In the next three years, I hope I can improve my skill of computer vision and not just focus on static image. My short-term goal is to build a system that can edit a video automatically and I will choose Vlog type of video on YouTube as my data source first.

With the rapid development of network and technology, our lives are full of information. And the ample information is no longer just structured data, but unstructured data such like video and audio. Since I believe the proportion of unstructured data will dramatically increase in the future, especially video and film data. I hope I can contribute to the innovation of data science and computer vision in my future career.

Current Achievement

Face Analysis Project in junior 2020

The way to extraordinary

Mathematics

2020 Jun - 2020 Dec

A great benefit that Linear Algebra provides to computer vision is that Linear Algebra algorithms usually provide improved efficiency over other algorithms. And lots of programming packing is based on array operation. Additionally, Calculus and Trigonometry are also important for computer vision. They play vital parts of computing the depth, color and light in the image data.

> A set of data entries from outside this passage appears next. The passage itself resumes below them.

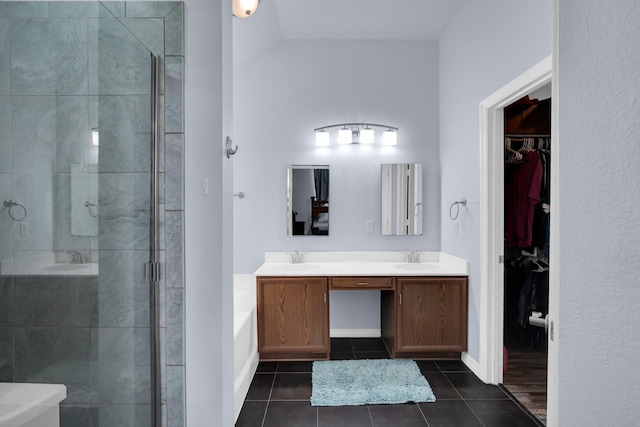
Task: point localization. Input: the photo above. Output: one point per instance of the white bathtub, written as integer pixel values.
(245, 336)
(31, 405)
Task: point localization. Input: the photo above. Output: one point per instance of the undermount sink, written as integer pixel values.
(68, 267)
(412, 266)
(300, 267)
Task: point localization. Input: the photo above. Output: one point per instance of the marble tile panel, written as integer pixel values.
(74, 9)
(174, 181)
(175, 396)
(148, 9)
(125, 133)
(173, 31)
(52, 301)
(175, 326)
(77, 415)
(7, 358)
(124, 211)
(49, 57)
(113, 9)
(175, 249)
(55, 355)
(121, 374)
(33, 143)
(6, 301)
(5, 132)
(23, 9)
(5, 57)
(149, 31)
(174, 93)
(121, 298)
(118, 63)
(123, 415)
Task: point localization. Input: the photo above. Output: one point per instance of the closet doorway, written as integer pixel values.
(493, 257)
(527, 185)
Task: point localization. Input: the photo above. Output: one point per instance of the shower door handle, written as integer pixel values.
(151, 271)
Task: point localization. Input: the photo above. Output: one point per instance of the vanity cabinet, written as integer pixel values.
(293, 318)
(427, 317)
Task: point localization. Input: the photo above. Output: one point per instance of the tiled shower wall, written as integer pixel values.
(41, 313)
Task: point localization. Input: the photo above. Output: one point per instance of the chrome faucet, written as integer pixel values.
(413, 257)
(297, 257)
(76, 257)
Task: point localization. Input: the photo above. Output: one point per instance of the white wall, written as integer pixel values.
(487, 45)
(281, 95)
(600, 200)
(208, 230)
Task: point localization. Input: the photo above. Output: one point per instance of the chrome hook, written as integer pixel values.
(11, 204)
(457, 204)
(230, 151)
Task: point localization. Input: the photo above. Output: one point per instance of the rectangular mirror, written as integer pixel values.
(401, 199)
(308, 200)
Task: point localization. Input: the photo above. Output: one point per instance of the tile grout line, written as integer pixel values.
(266, 408)
(462, 398)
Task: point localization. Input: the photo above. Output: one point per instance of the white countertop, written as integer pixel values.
(362, 264)
(46, 264)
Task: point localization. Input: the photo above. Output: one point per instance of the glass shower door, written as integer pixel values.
(75, 154)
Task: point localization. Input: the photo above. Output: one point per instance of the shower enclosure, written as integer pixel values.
(79, 241)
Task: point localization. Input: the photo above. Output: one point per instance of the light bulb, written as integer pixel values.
(390, 137)
(345, 136)
(244, 8)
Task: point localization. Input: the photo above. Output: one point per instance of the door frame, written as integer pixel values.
(492, 215)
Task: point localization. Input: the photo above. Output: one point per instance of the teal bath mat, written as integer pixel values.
(368, 382)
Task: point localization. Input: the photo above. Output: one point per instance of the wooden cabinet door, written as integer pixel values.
(431, 314)
(293, 317)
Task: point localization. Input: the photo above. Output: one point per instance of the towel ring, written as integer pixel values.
(457, 204)
(89, 205)
(11, 204)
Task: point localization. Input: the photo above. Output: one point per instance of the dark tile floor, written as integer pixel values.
(280, 391)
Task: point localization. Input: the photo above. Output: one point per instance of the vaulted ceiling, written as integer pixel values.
(277, 20)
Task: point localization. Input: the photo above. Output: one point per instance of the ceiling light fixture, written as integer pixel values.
(244, 8)
(356, 133)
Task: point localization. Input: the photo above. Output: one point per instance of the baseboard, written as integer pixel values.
(355, 333)
(243, 382)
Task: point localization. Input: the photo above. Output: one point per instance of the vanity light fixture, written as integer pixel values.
(244, 8)
(356, 133)
(390, 137)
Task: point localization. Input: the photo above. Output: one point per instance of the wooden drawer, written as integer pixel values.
(362, 283)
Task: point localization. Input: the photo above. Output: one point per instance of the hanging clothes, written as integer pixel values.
(522, 194)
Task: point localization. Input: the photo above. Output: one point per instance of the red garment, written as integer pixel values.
(522, 194)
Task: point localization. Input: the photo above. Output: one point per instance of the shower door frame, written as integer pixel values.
(152, 268)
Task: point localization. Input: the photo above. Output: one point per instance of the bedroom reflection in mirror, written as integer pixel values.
(308, 200)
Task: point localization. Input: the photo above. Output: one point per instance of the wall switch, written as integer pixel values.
(368, 226)
(205, 186)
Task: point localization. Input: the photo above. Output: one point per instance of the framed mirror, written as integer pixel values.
(308, 200)
(401, 199)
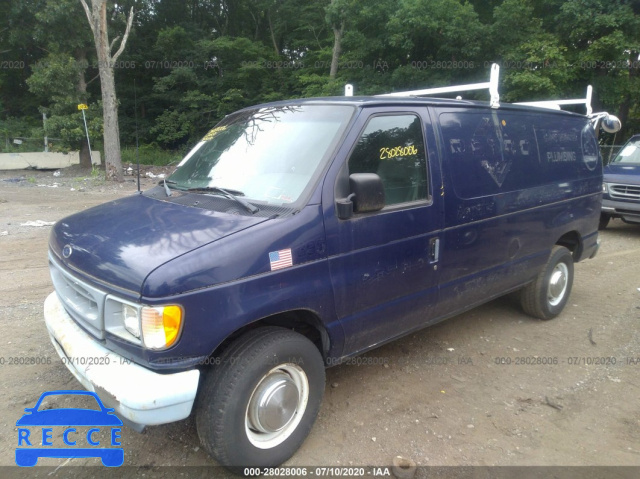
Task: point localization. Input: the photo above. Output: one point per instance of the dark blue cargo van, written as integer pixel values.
(300, 233)
(621, 187)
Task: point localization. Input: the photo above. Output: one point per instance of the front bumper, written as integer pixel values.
(138, 395)
(628, 210)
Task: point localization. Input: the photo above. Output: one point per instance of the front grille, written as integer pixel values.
(84, 303)
(624, 192)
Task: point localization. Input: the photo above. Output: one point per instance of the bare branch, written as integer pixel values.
(89, 17)
(113, 42)
(126, 36)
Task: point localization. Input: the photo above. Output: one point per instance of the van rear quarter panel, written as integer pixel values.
(514, 183)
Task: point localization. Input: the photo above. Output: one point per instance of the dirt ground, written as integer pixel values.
(492, 387)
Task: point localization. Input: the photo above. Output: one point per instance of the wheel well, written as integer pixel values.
(573, 242)
(304, 322)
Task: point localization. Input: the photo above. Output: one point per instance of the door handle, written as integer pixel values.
(434, 249)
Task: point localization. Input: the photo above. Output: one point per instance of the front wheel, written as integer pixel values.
(604, 221)
(546, 297)
(257, 406)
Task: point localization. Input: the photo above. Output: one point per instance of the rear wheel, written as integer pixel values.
(546, 297)
(257, 406)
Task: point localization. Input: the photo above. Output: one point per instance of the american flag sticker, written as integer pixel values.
(280, 259)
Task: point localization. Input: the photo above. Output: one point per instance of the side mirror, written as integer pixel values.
(367, 194)
(611, 124)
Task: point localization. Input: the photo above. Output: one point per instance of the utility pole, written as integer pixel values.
(82, 107)
(44, 127)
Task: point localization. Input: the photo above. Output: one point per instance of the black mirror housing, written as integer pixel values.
(368, 192)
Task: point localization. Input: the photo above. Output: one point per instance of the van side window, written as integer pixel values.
(392, 146)
(499, 152)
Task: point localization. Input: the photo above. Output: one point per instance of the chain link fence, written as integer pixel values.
(27, 145)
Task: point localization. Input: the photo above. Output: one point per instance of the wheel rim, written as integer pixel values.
(276, 406)
(558, 284)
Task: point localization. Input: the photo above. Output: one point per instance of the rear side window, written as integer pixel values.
(392, 146)
(495, 152)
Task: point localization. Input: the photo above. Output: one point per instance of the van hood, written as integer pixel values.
(620, 173)
(121, 242)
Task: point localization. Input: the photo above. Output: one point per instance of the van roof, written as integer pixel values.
(370, 101)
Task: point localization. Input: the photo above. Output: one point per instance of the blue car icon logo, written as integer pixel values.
(79, 426)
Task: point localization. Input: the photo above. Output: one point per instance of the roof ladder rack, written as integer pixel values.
(491, 85)
(557, 104)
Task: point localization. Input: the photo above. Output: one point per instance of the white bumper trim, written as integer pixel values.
(137, 393)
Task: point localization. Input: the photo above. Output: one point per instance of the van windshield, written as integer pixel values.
(270, 154)
(630, 154)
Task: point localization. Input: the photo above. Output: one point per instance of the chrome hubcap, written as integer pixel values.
(558, 284)
(274, 403)
(276, 406)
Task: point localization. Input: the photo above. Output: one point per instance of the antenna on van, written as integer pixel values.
(491, 85)
(135, 105)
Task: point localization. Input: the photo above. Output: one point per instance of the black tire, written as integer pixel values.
(604, 221)
(546, 297)
(262, 357)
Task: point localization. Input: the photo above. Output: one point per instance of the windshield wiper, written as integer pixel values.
(231, 194)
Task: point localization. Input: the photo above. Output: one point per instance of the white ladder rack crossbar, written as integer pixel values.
(491, 85)
(556, 104)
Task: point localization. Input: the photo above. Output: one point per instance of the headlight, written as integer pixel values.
(161, 325)
(156, 327)
(131, 320)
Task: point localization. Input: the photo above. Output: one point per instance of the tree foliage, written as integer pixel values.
(187, 64)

Be Familiar With Algorithms

2021 Jan - 2021 Jul

CNN & RNN - Convolutional Neural Network is good at processing spatially continuous data, such as image recognition. Recurrent Neural Network is suitable for processing data with time series and semantic structure, such as analyzing the content described in the article. In my opinion, it is possible to use both of algorithm in video analysis. A video is a time series and continuous image data, and the people or sound in the video will affect the main content of each video.

LSTM - Long Short-Term Memory

YOLO – You Only Look Once

Module Develop Project - Face & Sound

2021 Jul - 2021 Dec

My short-term goal is to build a system that can edit a Vlog video automatically.

The key point of a Vlog is - Person. Therefore, I am going to build a module that can recognize the people appear in the video and mapping their face with their voice.

The module will separate the human voice and the background music. Short-Time Fourier Transform and RNN method will be the base training method for analyzing human voice. And CNN will be the base rule for human face recognition.

Module Develop Project - Video SLICE Cutter

2022 Jan - 2022 Dec

The main idea of this module is to cut the entire video into different types of SLICE and analyze the attributes of each SLICE. In my opinion, there are four classes of snippet in Vlog video.

1. CHARACTER – the clip that is focus on character of a video

2. OBJECT – the clip that is focus on objects, like foods or product.

3. CHARACTER、OBJECT – the clip that is focus on the interaction of people and objects

4. SCENERY – the clip that is focus on scenery. In the other words, this type of SLICE is few of people or objects.